Every market in the acting industry eventually becomes saturated. Kevin Carr wrote an article yesterday about how two-time Oscar winner Hilary Swank is putting on some weight (20-30 pounds) to play the lead role in French Women Don’t Get Fat. Kevin’s argument was that since playing a mentally challenged person is no longer Kosher, a person has to put on weight to be taken seriously as a dramatic force.
News for you Kevin Carr: That market is saturated, too. Shut the flab up.
2001: Renee Zellweger puts on weight, adopts British accent, gets nominated.
2002: Nicole Kidman puts on a little weight and a prosthetic nose, wins Oscar.
2003: Charlize Theron becomes ugly, slightly fatter, wins Oscar.
Since then, no one has been rewarded for such a “gutsy,” “heroic” move. George Clooney put on 30 pounds for Syriana, but everyone knows he won that Oscar because Good Night and Good Luck wasn’t getting any love anywhere else. Marion Cotillard won last year, not because she gained weight and got uglied up (She wore a fatsuit in the film and had award-winning makeup artists at her side), but because she was in a biopic.* That’s what’s “in” these days, Kevin. Philip Seymour-Hoffman, Jamie Foxx, Helen Mirren, Forest Whitaker, and Cotillard all won awards for biopics (while Joaquin Phoenix, Leonardo DiCaprio, and David Strathairn were nominated).
So, in a sense, Swank’s becoming fat (or normal, whichever way you look at it) actually IS gutsy again because it’s going against the trend that Hollywood is currently in. Look what happened to Jared Leto. He gained a ton of weight for Chapter 27 and although people talked about it in the tabloids, the film walked away with only $56,000 from the box office.
Furthermore, let me take a minute and do something we don’t normally do here on FSR and defend a celebrity. Hilary Swank is not an “anorexic-thin actress”–far from it. She’s buff, man. Look at her in Million Dollar Baby. She would kick your ass before and after her paralysis. The aggression you have toward Ms. Swank is uncalled for, especially considering that actresses like Keira Knightley are half her size. Point to a muscle on Paris Hilton–find one, I challenge you. Swank is an actress that takes care of herself. She’s also an actress that likes to invest in a role physically. Actors and actresses know that to really become a character you may have to change your body type. People do it all the time–Christian Bale lost a dangerous amount of weight for The Machinest and then showed up on the Batman set with 50 extra pounds of muscle. Some people are just devoted and equate characterization with physical change.

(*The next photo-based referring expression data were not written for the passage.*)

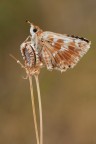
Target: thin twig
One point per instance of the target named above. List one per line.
(34, 111)
(40, 109)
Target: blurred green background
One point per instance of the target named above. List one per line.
(68, 99)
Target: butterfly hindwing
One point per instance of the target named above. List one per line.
(62, 51)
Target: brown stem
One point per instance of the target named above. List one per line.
(33, 108)
(40, 109)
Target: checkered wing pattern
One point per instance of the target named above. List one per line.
(62, 51)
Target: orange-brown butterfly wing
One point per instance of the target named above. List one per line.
(62, 51)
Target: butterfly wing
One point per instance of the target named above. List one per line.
(62, 51)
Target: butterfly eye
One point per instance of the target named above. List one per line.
(34, 30)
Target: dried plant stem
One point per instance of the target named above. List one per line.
(33, 108)
(40, 109)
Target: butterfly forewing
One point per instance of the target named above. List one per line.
(62, 51)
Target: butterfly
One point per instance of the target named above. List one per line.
(53, 50)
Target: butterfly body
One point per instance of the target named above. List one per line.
(53, 50)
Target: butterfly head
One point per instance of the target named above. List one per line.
(34, 30)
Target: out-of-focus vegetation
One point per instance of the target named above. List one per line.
(68, 99)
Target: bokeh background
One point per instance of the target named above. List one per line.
(68, 99)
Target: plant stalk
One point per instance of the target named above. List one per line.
(40, 109)
(34, 111)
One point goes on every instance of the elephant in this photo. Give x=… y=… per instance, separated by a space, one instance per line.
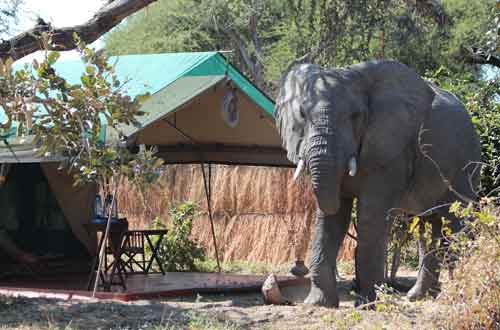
x=379 y=133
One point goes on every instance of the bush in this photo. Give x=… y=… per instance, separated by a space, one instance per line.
x=473 y=296
x=177 y=252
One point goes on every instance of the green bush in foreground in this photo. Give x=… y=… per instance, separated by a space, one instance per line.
x=473 y=296
x=177 y=252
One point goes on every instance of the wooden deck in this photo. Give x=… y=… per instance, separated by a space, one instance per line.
x=141 y=286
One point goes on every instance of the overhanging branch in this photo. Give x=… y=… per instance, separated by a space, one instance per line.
x=104 y=20
x=479 y=56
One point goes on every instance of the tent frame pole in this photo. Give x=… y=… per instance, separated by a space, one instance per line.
x=208 y=194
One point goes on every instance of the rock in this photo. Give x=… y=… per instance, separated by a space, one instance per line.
x=271 y=291
x=300 y=269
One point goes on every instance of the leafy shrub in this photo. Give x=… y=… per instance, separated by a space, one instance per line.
x=178 y=252
x=473 y=296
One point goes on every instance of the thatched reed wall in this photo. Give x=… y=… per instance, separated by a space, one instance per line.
x=259 y=213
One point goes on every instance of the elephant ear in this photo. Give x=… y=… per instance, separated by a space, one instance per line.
x=399 y=102
x=289 y=115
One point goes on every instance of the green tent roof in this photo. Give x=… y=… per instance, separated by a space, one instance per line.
x=150 y=73
x=174 y=80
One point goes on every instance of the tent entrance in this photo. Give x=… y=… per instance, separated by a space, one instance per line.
x=32 y=216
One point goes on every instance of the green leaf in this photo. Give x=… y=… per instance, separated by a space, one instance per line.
x=52 y=57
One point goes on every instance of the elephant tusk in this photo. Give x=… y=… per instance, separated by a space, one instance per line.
x=353 y=166
x=300 y=167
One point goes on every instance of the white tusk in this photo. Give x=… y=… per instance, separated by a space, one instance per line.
x=300 y=167
x=353 y=166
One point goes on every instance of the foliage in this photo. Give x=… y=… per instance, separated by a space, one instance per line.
x=177 y=251
x=267 y=36
x=473 y=296
x=72 y=120
x=482 y=100
x=9 y=15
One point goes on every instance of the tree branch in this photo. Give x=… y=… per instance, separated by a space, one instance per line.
x=104 y=20
x=479 y=56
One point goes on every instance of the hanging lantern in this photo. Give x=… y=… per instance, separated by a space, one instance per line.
x=229 y=109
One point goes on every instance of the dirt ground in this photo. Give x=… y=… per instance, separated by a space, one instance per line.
x=242 y=311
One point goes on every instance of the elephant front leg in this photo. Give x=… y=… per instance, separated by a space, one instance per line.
x=431 y=259
x=330 y=231
x=374 y=221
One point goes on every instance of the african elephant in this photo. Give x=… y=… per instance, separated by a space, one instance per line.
x=377 y=132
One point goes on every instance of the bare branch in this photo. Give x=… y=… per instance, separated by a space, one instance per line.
x=104 y=20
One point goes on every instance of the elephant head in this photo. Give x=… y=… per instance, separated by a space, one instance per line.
x=349 y=121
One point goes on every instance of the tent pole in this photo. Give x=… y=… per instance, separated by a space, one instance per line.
x=208 y=194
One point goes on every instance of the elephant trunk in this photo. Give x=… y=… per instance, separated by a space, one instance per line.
x=323 y=169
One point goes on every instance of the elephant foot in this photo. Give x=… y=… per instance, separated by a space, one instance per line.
x=319 y=298
x=365 y=299
x=419 y=290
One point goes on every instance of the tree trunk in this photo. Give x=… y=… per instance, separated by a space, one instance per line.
x=104 y=20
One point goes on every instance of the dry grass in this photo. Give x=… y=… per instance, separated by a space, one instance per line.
x=472 y=299
x=260 y=215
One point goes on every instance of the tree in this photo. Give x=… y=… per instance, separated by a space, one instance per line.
x=266 y=36
x=62 y=38
x=9 y=12
x=68 y=119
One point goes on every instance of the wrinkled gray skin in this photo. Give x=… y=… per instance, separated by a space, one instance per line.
x=382 y=113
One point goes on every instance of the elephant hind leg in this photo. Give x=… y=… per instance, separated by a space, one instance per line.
x=430 y=261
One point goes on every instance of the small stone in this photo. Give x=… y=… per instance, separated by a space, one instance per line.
x=271 y=291
x=299 y=269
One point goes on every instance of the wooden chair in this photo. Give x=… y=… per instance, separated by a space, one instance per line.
x=133 y=252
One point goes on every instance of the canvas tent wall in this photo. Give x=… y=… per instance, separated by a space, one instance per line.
x=201 y=110
x=186 y=118
x=36 y=192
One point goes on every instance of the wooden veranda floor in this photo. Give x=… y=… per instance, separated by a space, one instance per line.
x=141 y=286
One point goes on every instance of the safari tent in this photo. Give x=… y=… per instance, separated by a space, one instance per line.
x=201 y=109
x=41 y=209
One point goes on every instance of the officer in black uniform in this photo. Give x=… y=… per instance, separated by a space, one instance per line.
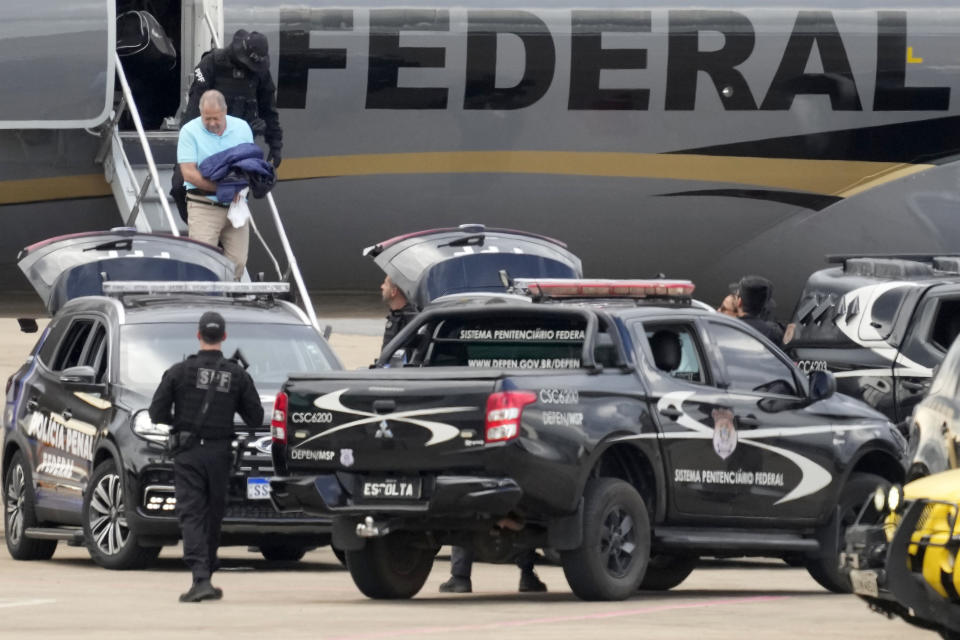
x=755 y=297
x=401 y=310
x=241 y=72
x=204 y=391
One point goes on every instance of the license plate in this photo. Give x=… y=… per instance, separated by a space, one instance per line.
x=258 y=489
x=392 y=489
x=864 y=582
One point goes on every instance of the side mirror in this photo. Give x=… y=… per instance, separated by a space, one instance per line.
x=82 y=378
x=398 y=359
x=822 y=385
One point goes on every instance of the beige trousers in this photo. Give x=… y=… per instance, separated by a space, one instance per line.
x=208 y=223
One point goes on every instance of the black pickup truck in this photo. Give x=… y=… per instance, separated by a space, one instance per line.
x=615 y=421
x=881 y=325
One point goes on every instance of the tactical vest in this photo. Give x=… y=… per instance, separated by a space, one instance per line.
x=237 y=85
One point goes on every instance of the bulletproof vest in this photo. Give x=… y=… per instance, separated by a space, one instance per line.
x=238 y=86
x=197 y=373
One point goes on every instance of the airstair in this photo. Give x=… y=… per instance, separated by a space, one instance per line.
x=138 y=165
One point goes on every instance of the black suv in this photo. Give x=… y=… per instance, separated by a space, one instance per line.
x=82 y=462
x=880 y=324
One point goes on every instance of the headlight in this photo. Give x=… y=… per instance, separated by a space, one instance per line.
x=148 y=430
x=879 y=499
x=895 y=497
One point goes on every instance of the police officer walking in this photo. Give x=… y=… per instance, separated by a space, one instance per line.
x=203 y=392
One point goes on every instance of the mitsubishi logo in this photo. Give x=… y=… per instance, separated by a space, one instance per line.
x=384 y=430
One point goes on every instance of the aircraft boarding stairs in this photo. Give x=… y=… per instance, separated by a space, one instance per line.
x=138 y=166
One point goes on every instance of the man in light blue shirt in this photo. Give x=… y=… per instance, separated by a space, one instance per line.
x=214 y=131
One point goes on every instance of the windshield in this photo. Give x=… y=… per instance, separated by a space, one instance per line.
x=273 y=351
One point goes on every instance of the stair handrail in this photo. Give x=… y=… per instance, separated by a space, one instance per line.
x=281 y=231
x=145 y=144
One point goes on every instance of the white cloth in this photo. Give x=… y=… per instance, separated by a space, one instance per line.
x=239 y=212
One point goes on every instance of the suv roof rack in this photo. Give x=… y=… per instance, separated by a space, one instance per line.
x=542 y=288
x=898 y=266
x=259 y=289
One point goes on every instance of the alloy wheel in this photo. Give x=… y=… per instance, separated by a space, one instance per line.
x=618 y=541
x=15 y=496
x=108 y=520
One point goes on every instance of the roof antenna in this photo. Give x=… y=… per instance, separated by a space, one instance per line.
x=505 y=279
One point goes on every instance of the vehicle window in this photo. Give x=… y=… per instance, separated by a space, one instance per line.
x=883 y=313
x=508 y=343
x=49 y=345
x=946 y=324
x=273 y=350
x=750 y=365
x=71 y=347
x=96 y=355
x=675 y=351
x=948 y=376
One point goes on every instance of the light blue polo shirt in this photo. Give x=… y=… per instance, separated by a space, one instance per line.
x=196 y=144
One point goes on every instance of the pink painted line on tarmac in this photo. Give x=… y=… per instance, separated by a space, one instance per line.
x=560 y=619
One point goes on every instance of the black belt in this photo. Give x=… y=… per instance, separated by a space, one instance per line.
x=203 y=200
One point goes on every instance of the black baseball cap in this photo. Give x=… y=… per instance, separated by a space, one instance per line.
x=212 y=326
x=251 y=49
x=755 y=292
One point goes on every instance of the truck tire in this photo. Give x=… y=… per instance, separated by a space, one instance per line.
x=825 y=566
x=19 y=502
x=393 y=567
x=281 y=552
x=111 y=541
x=664 y=572
x=612 y=560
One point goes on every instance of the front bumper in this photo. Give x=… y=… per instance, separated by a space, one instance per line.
x=881 y=575
x=441 y=496
x=245 y=521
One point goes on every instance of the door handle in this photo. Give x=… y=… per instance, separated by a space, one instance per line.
x=915 y=387
x=671 y=412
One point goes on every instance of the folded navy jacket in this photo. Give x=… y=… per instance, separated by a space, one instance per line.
x=238 y=167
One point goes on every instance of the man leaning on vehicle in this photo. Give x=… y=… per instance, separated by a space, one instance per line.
x=204 y=391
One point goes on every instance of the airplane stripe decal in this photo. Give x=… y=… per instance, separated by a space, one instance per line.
x=799 y=178
x=920 y=140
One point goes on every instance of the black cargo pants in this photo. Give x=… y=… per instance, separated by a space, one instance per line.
x=201 y=476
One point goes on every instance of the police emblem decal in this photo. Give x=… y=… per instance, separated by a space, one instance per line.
x=384 y=430
x=724 y=433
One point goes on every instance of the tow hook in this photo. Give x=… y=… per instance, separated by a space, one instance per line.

As actors, they are entitled to do so, and as the audience, we appreciate it when they do.
Hilary Swank is not the problem here, Kevin. It’s people like you in the media who create this double-standard for performers. Putting on weight? Well you’re obviously trying to show us how you can be “in touch” with normal people. Losing too much weight? Well now you’re just trying to fit into a Hollywood mold. Can’t we just agree that Ms. Swank is a gifted and talented actress? Can’t we single her out for being a two-time Oscar winner yet she still does absolute crap like The Reaping or The Core? There’s no reason to point out an actress for something as trivial as their weight when there’s plenty of material in what films they make. We’re not US Magazine here–weight is weight, and if it translates to the finished production then it doesn’t even matter anyway.

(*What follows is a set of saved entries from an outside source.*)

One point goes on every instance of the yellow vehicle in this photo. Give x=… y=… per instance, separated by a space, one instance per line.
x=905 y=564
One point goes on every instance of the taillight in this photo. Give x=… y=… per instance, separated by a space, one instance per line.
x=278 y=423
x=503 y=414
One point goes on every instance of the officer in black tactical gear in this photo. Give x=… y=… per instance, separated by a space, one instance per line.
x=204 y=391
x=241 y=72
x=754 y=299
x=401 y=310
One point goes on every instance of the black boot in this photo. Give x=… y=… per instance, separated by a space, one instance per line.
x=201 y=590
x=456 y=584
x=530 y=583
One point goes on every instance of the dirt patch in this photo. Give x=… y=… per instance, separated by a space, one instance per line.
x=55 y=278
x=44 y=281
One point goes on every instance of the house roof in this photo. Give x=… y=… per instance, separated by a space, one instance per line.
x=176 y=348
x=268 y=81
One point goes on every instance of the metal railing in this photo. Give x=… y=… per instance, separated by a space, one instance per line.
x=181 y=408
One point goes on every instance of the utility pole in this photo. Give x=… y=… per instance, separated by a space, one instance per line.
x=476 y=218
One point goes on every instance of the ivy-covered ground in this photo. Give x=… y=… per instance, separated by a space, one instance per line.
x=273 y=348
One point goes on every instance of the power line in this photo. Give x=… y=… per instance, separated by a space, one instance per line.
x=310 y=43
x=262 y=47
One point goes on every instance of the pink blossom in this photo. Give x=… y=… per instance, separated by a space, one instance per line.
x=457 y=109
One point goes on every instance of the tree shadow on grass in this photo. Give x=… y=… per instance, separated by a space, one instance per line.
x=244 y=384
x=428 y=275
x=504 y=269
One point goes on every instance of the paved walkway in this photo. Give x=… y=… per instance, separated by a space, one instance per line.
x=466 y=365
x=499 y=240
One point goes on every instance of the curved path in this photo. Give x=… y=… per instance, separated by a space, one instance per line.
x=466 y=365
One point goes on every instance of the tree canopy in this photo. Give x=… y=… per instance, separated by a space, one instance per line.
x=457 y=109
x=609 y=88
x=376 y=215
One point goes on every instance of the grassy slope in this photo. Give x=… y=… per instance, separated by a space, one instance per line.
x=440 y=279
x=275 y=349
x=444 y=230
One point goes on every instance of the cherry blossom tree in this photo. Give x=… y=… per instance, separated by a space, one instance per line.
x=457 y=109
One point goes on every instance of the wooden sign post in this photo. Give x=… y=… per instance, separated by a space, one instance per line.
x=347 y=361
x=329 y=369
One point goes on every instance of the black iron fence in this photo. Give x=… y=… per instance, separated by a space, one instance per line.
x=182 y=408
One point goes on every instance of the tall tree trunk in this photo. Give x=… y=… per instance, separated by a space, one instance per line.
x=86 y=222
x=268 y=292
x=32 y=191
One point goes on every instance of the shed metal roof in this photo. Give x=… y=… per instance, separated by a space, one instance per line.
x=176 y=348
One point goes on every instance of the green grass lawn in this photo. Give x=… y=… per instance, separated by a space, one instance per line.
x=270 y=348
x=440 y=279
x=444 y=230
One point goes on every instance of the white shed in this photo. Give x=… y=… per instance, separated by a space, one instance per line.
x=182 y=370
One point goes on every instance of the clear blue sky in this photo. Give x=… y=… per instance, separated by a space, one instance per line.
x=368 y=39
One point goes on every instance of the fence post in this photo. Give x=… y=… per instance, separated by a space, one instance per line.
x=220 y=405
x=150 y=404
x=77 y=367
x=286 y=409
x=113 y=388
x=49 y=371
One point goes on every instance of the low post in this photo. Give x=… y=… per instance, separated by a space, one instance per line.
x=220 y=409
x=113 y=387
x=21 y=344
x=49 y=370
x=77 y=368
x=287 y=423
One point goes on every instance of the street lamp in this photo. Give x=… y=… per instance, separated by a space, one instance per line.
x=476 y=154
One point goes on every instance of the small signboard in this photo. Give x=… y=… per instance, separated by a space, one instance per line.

Besides, she’ll probably be nominated for playing Amelia Earhart in an upcoming biopic than playing some fat, French broad, anyway.
* I don’t consider The Hours or Monster as biopics, because even though they represent real-life people, Virginia Woolf was a recluse and not a public figure and Aileen Wuornos was a serial killer who was on the news for awhile. Neither is prolific or as major as Queen Elizabeth or Ray Charles.